ベッドから起きて歯を磨き、着替えて朝食を作る為に台所に直行する。
「つきや兄ちゃん……おはよぅ……」
眠い目をこすりながら、パジャマ姿の妹が二階から台所に降りてきた。
「おはよう、星羅。もうすぐ朝ご飯できるから着替えてきな」
ちゃんと火を止めて、エプロンを脱いで、パジャマ姿の妹を部屋へ退却させる。
「星羅、しっかりしてくれ。今日もいつものメンバーが遊びにくるらしいから」
「むぅ……兄ちゃんのあほ……」
目をこすりながら階段を上がっていく妹を見送る。
すかさず、急いでできた朝食を机に並べて、自分の身だしなみを整える。
「うしっ! 準備完了っ!」
彼は“高嶺 月夜”。
月夜と書いて“つきや”と読む珍しい名前。
妹は“高嶺 星羅”。
生まれてから数回しか髪を切らなかったせいか、長い綺麗な黒髪が特徴的だ。
「あ、携帯鳴ってる。
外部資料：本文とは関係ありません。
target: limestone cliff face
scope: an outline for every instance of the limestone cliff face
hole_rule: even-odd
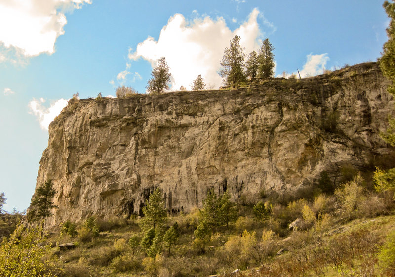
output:
[[[323,170],[371,167],[392,150],[378,133],[394,100],[375,63],[235,90],[69,103],[49,126],[37,185],[51,179],[51,224],[130,216],[159,186],[169,211],[201,205],[208,188],[252,201],[262,190],[316,185]]]

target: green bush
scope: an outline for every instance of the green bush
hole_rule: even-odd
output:
[[[341,185],[335,191],[335,195],[340,201],[343,211],[349,218],[355,215],[365,199],[364,189],[361,184],[363,179],[358,174],[352,180]]]
[[[89,242],[99,236],[99,228],[96,220],[91,216],[86,219],[84,225],[78,231],[78,237],[82,242]]]
[[[60,228],[60,234],[62,236],[68,235],[70,237],[77,236],[78,232],[77,231],[76,224],[70,221],[67,220],[62,224]]]
[[[137,271],[143,269],[143,258],[141,256],[130,255],[126,253],[114,258],[110,266],[115,272]]]

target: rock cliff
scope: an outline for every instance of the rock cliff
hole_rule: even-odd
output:
[[[188,212],[212,187],[253,202],[312,188],[324,170],[338,183],[342,167],[391,155],[378,134],[395,115],[388,83],[369,63],[233,90],[71,100],[37,177],[57,191],[49,223],[139,214],[157,186],[169,211]]]

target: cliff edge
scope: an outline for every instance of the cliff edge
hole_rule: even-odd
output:
[[[393,158],[379,135],[395,116],[389,83],[367,63],[233,90],[71,100],[37,177],[57,191],[48,223],[139,214],[158,186],[177,212],[212,187],[253,202],[263,190],[313,188],[323,171],[338,184],[342,167]]]

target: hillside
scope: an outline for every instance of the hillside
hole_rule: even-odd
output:
[[[395,114],[388,83],[368,63],[236,90],[72,100],[37,177],[58,192],[49,223],[141,215],[158,186],[169,211],[188,212],[211,187],[254,203],[312,191],[324,171],[338,185],[342,172],[391,166],[379,136]]]

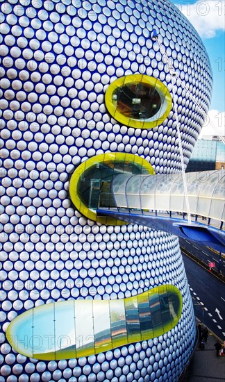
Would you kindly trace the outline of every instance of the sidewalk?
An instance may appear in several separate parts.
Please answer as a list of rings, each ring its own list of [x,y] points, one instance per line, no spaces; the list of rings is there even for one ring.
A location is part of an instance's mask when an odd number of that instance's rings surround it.
[[[217,357],[213,346],[217,338],[209,330],[204,350],[197,347],[190,365],[185,381],[224,382],[225,356]]]

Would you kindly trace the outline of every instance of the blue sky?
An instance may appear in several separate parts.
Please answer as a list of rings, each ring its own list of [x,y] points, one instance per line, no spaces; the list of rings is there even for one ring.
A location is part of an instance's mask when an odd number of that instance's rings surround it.
[[[225,135],[225,0],[170,0],[190,21],[208,51],[213,73],[213,92],[209,116]],[[212,126],[201,134],[210,135]],[[216,134],[216,133],[215,133]]]

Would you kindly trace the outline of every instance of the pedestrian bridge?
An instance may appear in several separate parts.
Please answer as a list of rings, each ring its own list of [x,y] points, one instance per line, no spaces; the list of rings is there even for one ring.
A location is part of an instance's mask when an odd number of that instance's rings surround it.
[[[99,192],[97,214],[201,242],[224,251],[224,170],[114,175]],[[188,214],[189,220],[187,219]]]

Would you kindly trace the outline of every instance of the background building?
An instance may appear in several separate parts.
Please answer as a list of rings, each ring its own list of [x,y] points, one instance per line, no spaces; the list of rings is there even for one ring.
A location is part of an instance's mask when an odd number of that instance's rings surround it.
[[[198,140],[186,172],[206,171],[225,168],[224,144],[213,136],[212,139]]]

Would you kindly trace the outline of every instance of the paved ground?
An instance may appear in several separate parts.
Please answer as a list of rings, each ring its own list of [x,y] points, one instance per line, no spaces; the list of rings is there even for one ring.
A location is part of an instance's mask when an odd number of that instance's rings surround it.
[[[217,357],[213,346],[217,340],[209,331],[205,349],[201,350],[197,347],[185,381],[224,382],[225,356]]]

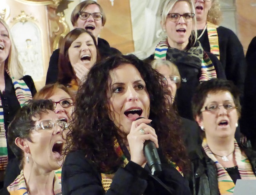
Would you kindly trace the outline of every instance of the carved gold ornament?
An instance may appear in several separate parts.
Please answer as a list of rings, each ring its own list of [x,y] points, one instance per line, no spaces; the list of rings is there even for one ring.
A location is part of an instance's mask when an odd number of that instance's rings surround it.
[[[33,22],[37,22],[37,20],[35,18],[34,16],[32,16],[31,15],[29,16],[26,14],[25,12],[23,10],[21,10],[21,14],[19,15],[18,16],[14,18],[11,21],[11,22],[20,22],[22,23],[24,23],[28,21],[32,21]]]

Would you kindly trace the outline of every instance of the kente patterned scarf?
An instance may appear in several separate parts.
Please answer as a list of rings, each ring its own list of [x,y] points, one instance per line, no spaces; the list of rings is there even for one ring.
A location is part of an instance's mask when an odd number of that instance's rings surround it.
[[[166,37],[160,41],[156,46],[155,50],[154,59],[166,60],[168,50],[168,55],[170,53],[172,54],[172,56],[169,57],[174,64],[177,59],[176,57],[184,58],[184,59],[186,58],[188,61],[190,60],[190,61],[200,60],[201,66],[201,75],[199,78],[200,82],[216,78],[217,74],[214,65],[208,55],[203,49],[201,43],[197,41],[195,45],[191,47],[186,51],[180,51],[177,49],[170,47]]]
[[[5,71],[12,79],[15,90],[16,97],[20,107],[22,107],[26,101],[32,99],[31,92],[23,80],[16,79],[13,77],[11,76],[8,70],[6,70]],[[5,132],[4,109],[0,97],[0,171],[5,170],[8,162],[7,145]]]
[[[114,138],[114,149],[116,151],[116,152],[118,156],[124,162],[122,167],[125,167],[128,163],[129,161],[124,156],[124,153],[119,145],[119,144],[118,143],[116,138],[115,137]],[[177,170],[182,176],[183,176],[183,174],[181,170],[175,163],[172,162],[171,160],[169,160],[168,162],[170,164],[172,165],[174,168],[175,168],[175,169],[176,169]],[[108,189],[110,188],[110,185],[112,183],[112,180],[115,174],[106,174],[101,173],[100,174],[101,175],[102,179],[101,183],[105,192],[106,192]]]
[[[53,185],[53,194],[62,195],[61,183],[58,179],[56,172],[59,172],[59,169],[55,171]],[[61,177],[61,176],[60,176]],[[15,180],[7,187],[7,190],[10,195],[25,195],[29,194],[27,191],[26,180],[23,175],[23,170],[20,171],[20,174]]]
[[[220,60],[219,37],[217,32],[217,26],[209,22],[207,23],[207,33],[210,43],[210,52]]]
[[[242,179],[256,179],[252,166],[244,152],[242,152],[237,142],[234,139],[235,158],[239,174]],[[202,146],[208,157],[214,162],[218,171],[218,182],[220,195],[233,194],[235,184],[227,171],[219,163],[208,146],[206,138]]]

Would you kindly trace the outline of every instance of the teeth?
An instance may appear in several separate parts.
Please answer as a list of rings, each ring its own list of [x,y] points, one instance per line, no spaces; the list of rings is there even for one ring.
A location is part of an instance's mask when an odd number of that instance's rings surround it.
[[[131,110],[128,110],[128,111],[136,111],[136,110],[140,110],[140,109],[132,109]]]
[[[84,54],[82,56],[82,57],[81,57],[81,58],[82,58],[84,57],[90,57],[90,55],[88,54]]]

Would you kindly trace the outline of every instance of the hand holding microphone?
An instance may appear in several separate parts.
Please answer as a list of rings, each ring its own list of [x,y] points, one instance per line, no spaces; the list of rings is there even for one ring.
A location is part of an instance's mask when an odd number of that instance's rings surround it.
[[[161,162],[156,149],[157,136],[150,124],[151,120],[139,117],[133,122],[127,136],[131,160],[142,166],[147,162],[152,175],[162,171]]]

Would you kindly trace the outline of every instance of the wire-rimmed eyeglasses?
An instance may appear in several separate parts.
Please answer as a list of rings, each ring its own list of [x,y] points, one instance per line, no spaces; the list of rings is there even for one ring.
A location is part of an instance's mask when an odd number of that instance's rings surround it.
[[[171,21],[175,22],[178,21],[182,16],[186,22],[191,22],[195,14],[193,13],[185,13],[183,14],[178,13],[169,13],[167,15],[167,18]]]
[[[91,15],[95,20],[100,20],[102,18],[102,14],[100,12],[88,13],[85,12],[80,12],[78,14],[79,18],[82,20],[85,20]]]

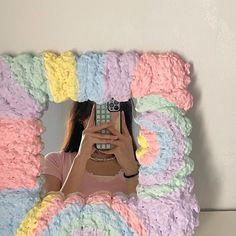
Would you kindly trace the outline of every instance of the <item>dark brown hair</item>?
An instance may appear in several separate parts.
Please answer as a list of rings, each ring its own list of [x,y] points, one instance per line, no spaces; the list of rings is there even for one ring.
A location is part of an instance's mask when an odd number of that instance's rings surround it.
[[[92,106],[94,103],[95,102],[90,100],[85,102],[73,101],[69,117],[67,119],[66,135],[63,144],[61,146],[61,151],[78,152],[81,142],[82,132],[84,130],[83,121],[90,116],[92,111]],[[136,161],[138,162],[135,155],[137,146],[132,132],[132,104],[133,100],[129,99],[127,102],[120,102],[120,107],[125,114],[126,126],[132,137],[134,156]]]

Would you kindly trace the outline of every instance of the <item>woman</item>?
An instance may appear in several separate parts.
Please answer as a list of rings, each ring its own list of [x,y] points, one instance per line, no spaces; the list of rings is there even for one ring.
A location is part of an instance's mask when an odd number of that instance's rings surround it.
[[[132,133],[132,99],[121,102],[122,132],[111,122],[95,125],[95,103],[74,102],[60,152],[45,156],[41,174],[44,194],[50,191],[87,196],[97,191],[136,193],[139,163]],[[126,126],[127,124],[127,126]],[[110,134],[99,131],[108,129]],[[112,149],[100,151],[96,143],[111,143]]]

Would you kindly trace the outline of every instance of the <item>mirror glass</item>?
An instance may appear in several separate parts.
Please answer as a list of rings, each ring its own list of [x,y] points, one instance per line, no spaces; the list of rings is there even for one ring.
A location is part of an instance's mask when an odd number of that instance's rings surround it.
[[[138,114],[134,109],[135,102],[134,98],[130,98],[126,102],[119,103],[120,109],[125,114],[125,124],[132,138],[132,144],[128,144],[127,139],[122,140],[119,137],[119,135],[126,136],[123,134],[125,127],[122,127],[121,113],[120,129],[122,133],[119,132],[116,135],[114,132],[118,132],[118,128],[113,119],[111,127],[115,131],[102,129],[103,122],[107,123],[109,116],[103,114],[106,112],[105,109],[98,109],[99,105],[93,101],[49,102],[48,110],[44,112],[44,116],[41,118],[45,128],[41,135],[44,143],[44,149],[41,152],[43,154],[41,176],[45,180],[43,194],[59,190],[65,194],[80,192],[84,196],[98,191],[128,195],[136,194],[135,187],[138,184],[138,175],[131,178],[124,176],[124,174],[126,176],[135,175],[139,169],[135,154],[138,148],[137,136],[139,132],[139,126],[134,121],[134,117]],[[95,107],[92,110],[93,104],[97,105],[97,109]],[[92,111],[94,111],[94,123],[89,128],[88,121],[91,118]],[[101,113],[101,117],[99,113]],[[101,121],[99,121],[99,118],[101,118]],[[99,122],[102,124],[99,125]],[[94,128],[100,127],[100,130],[91,131],[91,126]],[[90,129],[90,132],[83,135],[82,131],[85,129],[88,131]],[[101,139],[102,136],[110,139]],[[112,139],[117,145],[111,144],[110,148],[104,147],[104,145],[110,145],[108,140]],[[104,142],[100,143],[101,146],[91,146],[91,142],[95,142],[95,140],[103,140]],[[120,143],[118,144],[118,142]],[[126,145],[125,149],[118,149],[119,145],[124,144]],[[118,150],[114,151],[115,148]],[[133,153],[130,150],[133,150]],[[79,159],[79,164],[74,162],[76,157]],[[126,158],[126,160],[121,158]],[[75,183],[74,179],[78,182]],[[132,188],[129,186],[130,184],[127,184],[127,180],[130,182],[131,179],[133,182]],[[76,184],[79,185],[77,187],[78,191],[73,189]]]

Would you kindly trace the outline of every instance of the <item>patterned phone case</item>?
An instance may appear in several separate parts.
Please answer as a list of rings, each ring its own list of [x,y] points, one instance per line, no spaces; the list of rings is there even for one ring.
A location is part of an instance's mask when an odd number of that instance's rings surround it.
[[[116,108],[116,109],[114,109]],[[112,99],[104,104],[96,104],[95,124],[100,125],[104,122],[112,121],[117,131],[121,131],[120,103]],[[101,134],[110,134],[108,129],[100,130]],[[110,143],[96,143],[97,149],[112,149]]]

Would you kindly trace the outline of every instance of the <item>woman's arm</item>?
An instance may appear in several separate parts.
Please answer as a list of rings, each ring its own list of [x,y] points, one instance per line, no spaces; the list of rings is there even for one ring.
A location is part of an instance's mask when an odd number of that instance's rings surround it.
[[[86,168],[86,158],[81,158],[81,156],[77,155],[71,168],[68,172],[68,175],[65,179],[64,184],[62,185],[60,192],[63,192],[65,197],[69,193],[79,192],[82,184],[85,168]]]

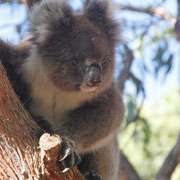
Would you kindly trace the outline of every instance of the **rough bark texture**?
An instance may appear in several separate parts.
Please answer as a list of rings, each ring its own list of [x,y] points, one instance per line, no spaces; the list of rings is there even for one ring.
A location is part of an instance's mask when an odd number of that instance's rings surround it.
[[[57,159],[61,140],[45,134],[24,110],[0,62],[0,179],[84,179],[76,168],[61,174]]]

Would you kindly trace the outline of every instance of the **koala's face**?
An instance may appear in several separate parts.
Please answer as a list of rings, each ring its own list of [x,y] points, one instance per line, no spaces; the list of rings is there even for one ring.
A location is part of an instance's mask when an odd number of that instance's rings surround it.
[[[48,78],[66,91],[92,92],[107,86],[114,73],[114,41],[88,10],[73,15],[66,8],[64,16],[49,22],[47,35],[37,44]]]

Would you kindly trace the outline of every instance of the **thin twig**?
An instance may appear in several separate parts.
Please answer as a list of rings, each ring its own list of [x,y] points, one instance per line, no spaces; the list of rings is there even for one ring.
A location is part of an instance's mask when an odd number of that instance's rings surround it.
[[[119,9],[123,10],[129,10],[129,11],[137,11],[137,12],[142,12],[149,14],[151,16],[158,16],[163,20],[168,20],[171,23],[175,24],[176,23],[176,18],[170,15],[163,7],[159,6],[154,9],[152,8],[139,8],[139,7],[134,7],[134,6],[128,6],[128,5],[120,5]]]

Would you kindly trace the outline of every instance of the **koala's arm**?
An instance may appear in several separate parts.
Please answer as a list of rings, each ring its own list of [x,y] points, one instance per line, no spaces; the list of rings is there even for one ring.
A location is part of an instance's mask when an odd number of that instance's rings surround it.
[[[74,141],[78,153],[102,146],[112,138],[124,116],[122,99],[114,85],[91,103],[69,114],[58,134]]]

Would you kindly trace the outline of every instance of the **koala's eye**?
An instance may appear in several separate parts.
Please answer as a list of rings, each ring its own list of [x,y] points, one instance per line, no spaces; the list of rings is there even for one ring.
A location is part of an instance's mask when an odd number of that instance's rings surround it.
[[[74,59],[72,60],[72,65],[73,65],[73,66],[79,66],[79,64],[80,64],[80,60],[78,60],[78,59],[76,59],[76,58],[74,58]]]
[[[106,66],[108,60],[109,60],[109,57],[106,56],[106,57],[102,60],[102,66]]]

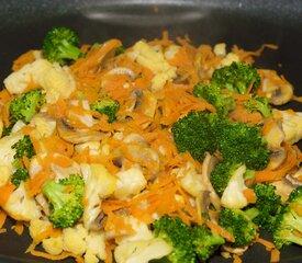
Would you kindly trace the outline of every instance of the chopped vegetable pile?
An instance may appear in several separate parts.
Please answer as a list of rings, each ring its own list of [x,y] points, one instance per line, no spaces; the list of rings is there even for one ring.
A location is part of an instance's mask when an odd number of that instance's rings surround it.
[[[279,262],[302,245],[302,113],[276,107],[301,99],[254,66],[265,47],[52,28],[0,92],[0,231],[56,261]]]

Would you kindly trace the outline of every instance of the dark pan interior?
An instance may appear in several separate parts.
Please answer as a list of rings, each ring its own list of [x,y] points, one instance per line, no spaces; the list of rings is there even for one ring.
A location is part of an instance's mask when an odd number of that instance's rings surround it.
[[[125,46],[139,38],[160,37],[168,30],[171,38],[189,35],[194,45],[227,43],[255,50],[266,49],[256,65],[284,75],[302,95],[302,1],[299,0],[0,0],[0,79],[11,71],[11,62],[22,53],[40,48],[45,32],[55,25],[77,31],[82,43],[120,38]],[[291,103],[287,107],[301,111]],[[8,222],[8,229],[11,222]],[[24,254],[30,239],[10,229],[0,236],[0,263],[47,262]],[[243,261],[269,262],[269,253],[256,244]],[[71,261],[63,261],[71,262]],[[232,262],[214,256],[211,263]],[[281,251],[281,262],[302,262],[302,249],[295,245]]]

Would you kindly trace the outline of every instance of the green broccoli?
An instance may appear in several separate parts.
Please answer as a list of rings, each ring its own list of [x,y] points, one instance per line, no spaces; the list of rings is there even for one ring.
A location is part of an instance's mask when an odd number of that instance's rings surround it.
[[[259,126],[223,119],[216,124],[216,147],[223,159],[244,163],[249,170],[264,170],[270,151]]]
[[[230,66],[216,69],[211,78],[211,83],[215,82],[220,89],[239,94],[256,90],[260,81],[256,68],[245,62],[232,62]]]
[[[176,146],[180,152],[189,151],[197,160],[202,160],[206,151],[215,151],[213,126],[216,116],[204,112],[190,112],[172,125]]]
[[[272,184],[257,183],[251,186],[257,201],[253,205],[259,210],[254,222],[261,229],[272,231],[276,222],[276,215],[281,208],[281,196],[276,194],[276,186]]]
[[[120,104],[118,101],[105,98],[103,100],[91,103],[90,108],[101,114],[105,114],[108,116],[108,122],[112,123],[116,119],[115,114],[120,108]]]
[[[51,203],[48,218],[55,228],[72,227],[82,216],[85,182],[79,174],[70,174],[58,183],[51,180],[43,185],[42,192]]]
[[[153,226],[154,235],[174,248],[167,256],[171,263],[195,263],[190,226],[180,218],[170,216],[160,217]]]
[[[272,231],[273,242],[277,249],[292,243],[302,245],[302,186],[293,190],[277,215]]]
[[[29,171],[24,168],[18,168],[11,176],[12,184],[19,187],[22,181],[26,181],[30,178]]]
[[[230,161],[219,162],[210,174],[210,181],[217,194],[226,188],[232,175],[241,164]]]
[[[171,132],[178,150],[197,160],[202,160],[205,151],[217,150],[224,160],[246,164],[249,170],[262,170],[269,162],[270,151],[256,125],[192,111],[178,119]]]
[[[249,112],[259,112],[264,117],[271,115],[271,107],[267,98],[253,94],[250,100],[244,102],[244,105]]]
[[[21,140],[16,141],[11,147],[15,149],[14,159],[22,159],[23,157],[32,158],[35,155],[35,150],[31,138],[29,135],[25,135]]]
[[[29,124],[44,103],[42,90],[32,90],[13,99],[9,107],[11,124],[13,125],[19,119]]]
[[[197,98],[203,98],[210,104],[212,104],[220,115],[227,115],[231,110],[235,107],[235,100],[231,92],[224,92],[215,83],[204,85],[202,83],[195,84],[193,89],[193,95]]]
[[[201,262],[209,260],[220,245],[224,244],[224,239],[212,233],[205,225],[194,226],[191,230],[193,248]]]
[[[54,27],[46,33],[43,39],[43,56],[52,62],[67,65],[82,55],[79,42],[79,36],[72,30],[64,26]]]
[[[234,248],[244,248],[249,245],[256,238],[257,226],[253,219],[258,215],[256,208],[241,210],[236,208],[223,208],[219,214],[219,225],[230,231],[235,242],[231,245]]]

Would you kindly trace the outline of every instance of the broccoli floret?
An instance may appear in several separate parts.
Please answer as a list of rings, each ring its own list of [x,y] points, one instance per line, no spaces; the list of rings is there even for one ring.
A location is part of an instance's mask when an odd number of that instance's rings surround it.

……白崎か」
はぁっと溜め息をつき、通話ボタンを押す。
『もしもし、白崎です。月夜さんですか?』
「お前……誰の携帯か確認して電話かけてるんじゃないのかよ?」
『あ、はい。確認しましたよ。アドレス帳の登録者番ご……』
「確認すんのは登録してある番号じゃなくて、その番号の人の名前だよ馬鹿野郎!」
今電話で月夜をイライラさせているのは“白崎 優奈”。
彼女は月夜のクラスメートであり、月夜と同じ委員会、同じ部活にも入部、または所属している。
イライラする理由として挙げられることはたった一つ、それは人一倍“ぬけている”こと。
『ですが……私、アドレス帳の登録者番号で誰かを覚えていますので……』
だが、案外天才少女だったりするから困る。
「で、要件は?」
『はい。今、神池さんと篠塚さんと椹木さんの三人と一緒です。……あっ! 何故か柳楽君が合流しました。手違いで早く合流し過ぎたので、とりあえず今から二時間後に……』
沢山ツッコむところがある為気になるが、これ以上は会話が辛い。
「黙って早く来い……以上だ」
それだけ言って限界がきた月夜は、向こうが必死に返事してる途中で電話を切った。
「どうしたの兄ちゃん?」
「星羅……人数的に、後……人物的に今日は地獄になりそうだ」
着替えて降りてきた星羅と一緒に、月夜はさっきの苛立ちを抑えながら朝食をとるのだった。